# Screened Bottom Board and Top Hive Entrance



## Hambone (Mar 17, 2008)

I haven’t done any top entrances yet. I plan on doing a couple this year though. In the heat of summer I mostly just slide the top box back about 3/8”. I have SBB’s on all of mine but 1. And on the one that I don’t have a SBB on I can’t really tell a difference in it from the others. They seem to be doing just as good if not better than the others. But I like the SBB’s and don’t plan on changing anytime soon.

I have my hives about 18” off the ground and have not a problem with skunks. Only place a bee can get after a skunk is on it’s belly. So if your stands are off the ground skunks have to get on their back legs exposing their belly to eat the bees. 

Plan on feeding more than you are planning to. If you are getting packages they will need the feed. They will slow down on the feed when they don’t need/want it anymore. I hate the baggie feeding way. It always seems to make more of a mess than anything. I use a mason jar in the top center of the lid. Drill a 2 7/8” hole and a small mouth mason jar fits tight.

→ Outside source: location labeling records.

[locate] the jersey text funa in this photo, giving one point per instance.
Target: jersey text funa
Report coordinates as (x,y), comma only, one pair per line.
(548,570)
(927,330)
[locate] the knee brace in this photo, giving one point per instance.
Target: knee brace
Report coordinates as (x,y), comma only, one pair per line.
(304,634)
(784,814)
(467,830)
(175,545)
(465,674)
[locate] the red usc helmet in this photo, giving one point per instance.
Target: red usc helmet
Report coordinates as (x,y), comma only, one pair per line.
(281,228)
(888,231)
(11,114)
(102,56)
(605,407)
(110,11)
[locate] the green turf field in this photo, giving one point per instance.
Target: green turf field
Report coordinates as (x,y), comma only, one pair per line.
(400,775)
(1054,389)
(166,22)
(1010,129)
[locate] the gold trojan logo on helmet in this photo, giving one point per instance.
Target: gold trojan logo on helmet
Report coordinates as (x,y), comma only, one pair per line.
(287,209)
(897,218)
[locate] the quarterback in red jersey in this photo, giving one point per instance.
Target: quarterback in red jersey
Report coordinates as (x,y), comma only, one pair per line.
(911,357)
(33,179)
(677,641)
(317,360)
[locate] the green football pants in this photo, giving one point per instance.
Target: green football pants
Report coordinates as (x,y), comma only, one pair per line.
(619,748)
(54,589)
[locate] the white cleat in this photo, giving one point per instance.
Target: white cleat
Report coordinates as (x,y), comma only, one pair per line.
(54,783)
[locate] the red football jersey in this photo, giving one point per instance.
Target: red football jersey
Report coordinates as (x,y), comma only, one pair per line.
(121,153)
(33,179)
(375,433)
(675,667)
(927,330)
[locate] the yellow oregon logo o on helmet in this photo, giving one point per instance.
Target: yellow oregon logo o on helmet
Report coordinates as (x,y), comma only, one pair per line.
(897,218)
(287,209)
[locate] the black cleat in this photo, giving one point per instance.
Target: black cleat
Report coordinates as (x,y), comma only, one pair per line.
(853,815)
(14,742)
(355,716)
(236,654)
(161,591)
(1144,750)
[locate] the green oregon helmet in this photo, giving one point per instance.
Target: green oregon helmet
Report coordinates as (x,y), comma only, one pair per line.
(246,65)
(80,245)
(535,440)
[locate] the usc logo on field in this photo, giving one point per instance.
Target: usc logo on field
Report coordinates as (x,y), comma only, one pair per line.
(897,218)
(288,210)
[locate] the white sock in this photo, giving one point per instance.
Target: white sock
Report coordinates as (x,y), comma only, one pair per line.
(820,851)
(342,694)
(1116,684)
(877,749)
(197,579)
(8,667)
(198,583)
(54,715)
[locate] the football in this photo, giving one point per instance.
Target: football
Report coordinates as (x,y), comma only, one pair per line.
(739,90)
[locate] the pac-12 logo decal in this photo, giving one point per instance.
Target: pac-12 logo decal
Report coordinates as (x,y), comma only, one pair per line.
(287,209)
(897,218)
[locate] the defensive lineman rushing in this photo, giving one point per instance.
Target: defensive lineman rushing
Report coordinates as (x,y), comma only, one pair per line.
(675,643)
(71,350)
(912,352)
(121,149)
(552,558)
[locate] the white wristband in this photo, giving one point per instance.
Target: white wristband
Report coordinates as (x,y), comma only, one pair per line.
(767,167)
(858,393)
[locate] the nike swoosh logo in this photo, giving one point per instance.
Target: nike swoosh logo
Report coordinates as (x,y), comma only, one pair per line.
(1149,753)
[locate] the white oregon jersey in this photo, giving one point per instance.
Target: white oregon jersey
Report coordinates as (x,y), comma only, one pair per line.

http://www.grainger.com/Grainger/MORSE-Hole-Saw-4XJ66?Pid=search


















Dadant and others sell the lids with prepunched holes that fit the mason jars. I mostly just use a nail and put 20-30 small holes in the lid. This method really work well if the bees are in your backyard and you can watch the level of feed they use throughout the day. There are also some nice hive top feeders made that you can buy too.


----------



## AmericasBeekeeper (Jan 24, 2010)

Paula, screened bottom boards are excellent for ventilaton, Varroa control, and small hive beetles if you put a tray of oil under the screen. I prefer hive stands of 18 inches to make it easier to work the hive without bending over, improve their chances against ants, termites, and all the other reasons honey bees naturally build colonies above the ground.
http://americasbeekeeper.org/Hive_Height.htm
http://americasbeekeeper.org/Inspecting_Gary.jpg


----------



## Paula Buls (Dec 4, 2011)

Thanks guys! It's good to hear from other southern beekeepers. I'm guessing that wintering is somewhat different down here. We can have some pretty cold snaps through the winter but we also regularly have days in the seventies. (It's supposed to get to 75 here today!) 

Hambone, do you use an inner cover or just the top cover?

AmericasBeekeeper, What type of oil do you use?

Thanks again,

Paula


----------



## Hambone (Mar 17, 2008)

I use only a top cover.


----------